Bu yüzden MHP artık siyasetini, taşra yöneticilerinin tayin ve kayırmalarından öte, milletin tamamına yönelik makro bir fikir üretimi haline getirmelidir. Siyasetin, hükûmet eliyle insanların beslendiği bir sadaka dağıtımı işi olmadığını, insanların kendi rızklarını temin ederken devlet dahil hiçbir zor kullanıcıdan korkmadan dürüstçe çalışabilecekleri bir ortam sağlamak işi olduğunu idrak etmeli ve böylece siyasal dinciliğin kömür/makarna sadakası rejimini tarihe gömmelidir. MHP’nin “iktidar eliyle devlet imkânlarının dağıtılması” anlayışını terk etmesi şu açıdan gereklidir: Bu çarpık siyaset, Türkiye’de, oy satın almayı kendine profesyonel iş edinmiş “kitle partilerinin”, MHP’den çok daha iyi yaptığı bir iştir. MHP “millet için” siyasetinin milletin nezdinde artık “midesini menfaati peşinde koşan ahlâk umursamazı seçmenler” kovalamak olmadığını, millet iradesinin kömür ve makarnadan çok daha yüksek bir anlamı olduğunu, millete göstermelidir.
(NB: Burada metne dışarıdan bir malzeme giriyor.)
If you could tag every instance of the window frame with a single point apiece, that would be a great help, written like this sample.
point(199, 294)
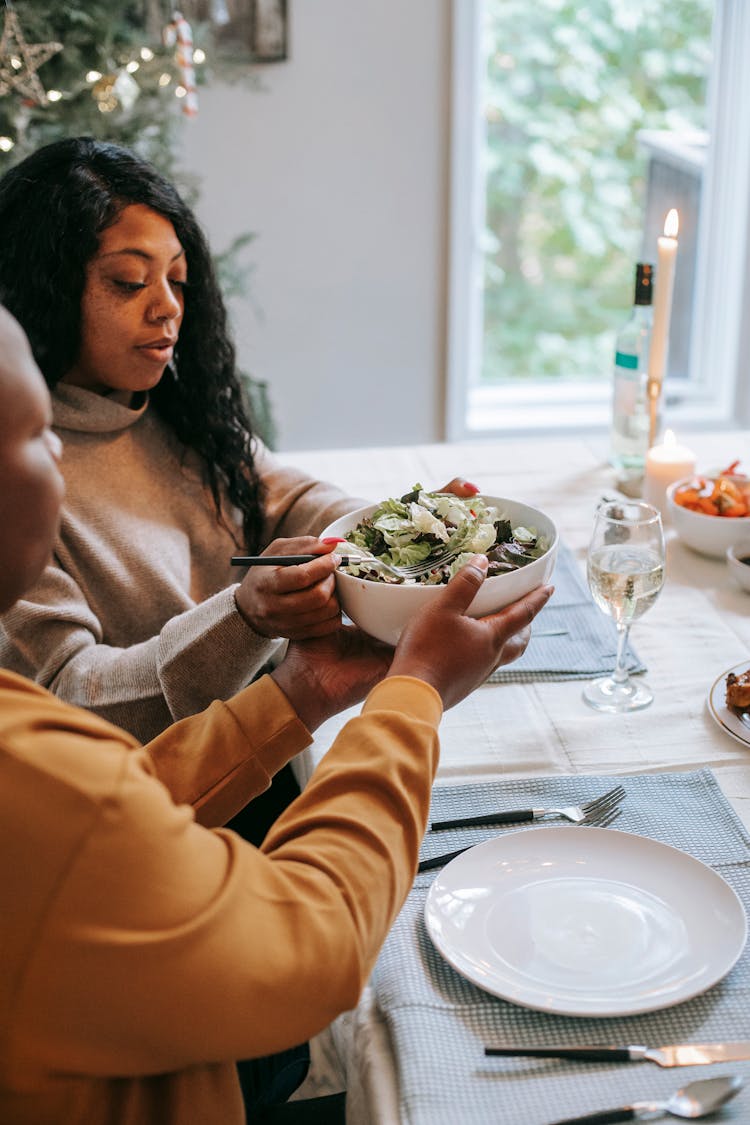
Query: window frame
point(715, 393)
Bu açıdan MHP yeni dönemde çok önemli bir fırsatla ve mesuliyetle karşı karşıyadır. MHP etnik ırkçılığın ve siyasal İslamcılığın Türk düşmanlığı ve menfaat şartlamasıyla yürüttükleri politikalarına karşı birinci büyük engeldir. El verir ki bu dönemde HEPAR da onunla birlikte mecliste, milletsizleştirmeye, bölmeye, iktidarsızlaştırmaya karşı milletin yanında yer alabilsin.
Türk milliyetçilerine düşen görev, bir yandan MHP’nin yasama organındaki yerini almasını sağlamak diğer yandan, bunun kendi başına yetmediğini bilerek artık ciddi bir felsefî gayretle MHP’nin cevap vermek kabiliyetini güçlendirmektir.